Moje Bermudy Stal Gorzów Wielkopolski. Foto: Radek Kalina, Stal Gorzów
Share on facebook
Share on twitter
Share on linkedin
Share on email
Share on whatsapp

Pierwszym niedzielnym spotkaniem PGE Ekstraligi będzie potyczka Moje Bermudy Stali Gorzów zielona-energia.com Włókniarzem Częstochowa. Gorzowianie przystąpią do niedzielnej potyczki z pozycji trzeciego zespołu PGE Ekstraligi.

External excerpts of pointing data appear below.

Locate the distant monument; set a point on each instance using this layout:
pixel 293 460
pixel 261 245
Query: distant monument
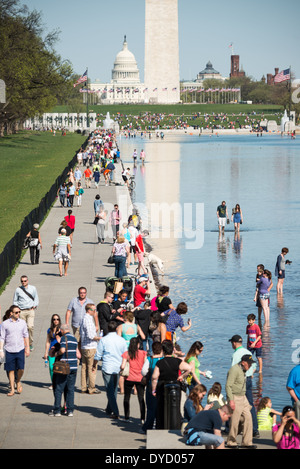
pixel 162 51
pixel 235 67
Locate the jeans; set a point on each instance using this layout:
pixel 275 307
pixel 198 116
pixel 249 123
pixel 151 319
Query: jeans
pixel 127 392
pixel 120 268
pixel 111 383
pixel 151 409
pixel 88 376
pixel 63 382
pixel 249 396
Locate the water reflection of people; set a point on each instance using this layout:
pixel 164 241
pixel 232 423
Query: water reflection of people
pixel 222 246
pixel 237 217
pixel 222 215
pixel 238 243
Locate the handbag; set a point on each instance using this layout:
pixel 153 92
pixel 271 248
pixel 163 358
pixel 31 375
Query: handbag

Czy na drodze ich szczęścia stanie pewien kadrowy brak?

 

ŻUŻEL MOŻESZ OBSTAWIAĆ DO 500 ZŁOTYCH BEZ RYZYKA W FUKSIARZ.PL. ZAREJESTRUJ SIĘ TUTAJ

Mecz na Śląskiej z perspektywy domowego fotela (lub parku maszyn) oglądał będzie Szymon Woźniak, który ucierpiał w kraksie z Oskarem Fajferem podczas 1/4 finału Indywidualnych Mistrzostw Polski w Gdańsku. Wprawdzie badania nie wykazały złamań u wychowanka Polonii Bydgoszcz, będzie on jednak pauzował i podczas batalii z Lwami wesprze swój zespół nie punktami na torze, a co najwyżej trzymaniem kciuków.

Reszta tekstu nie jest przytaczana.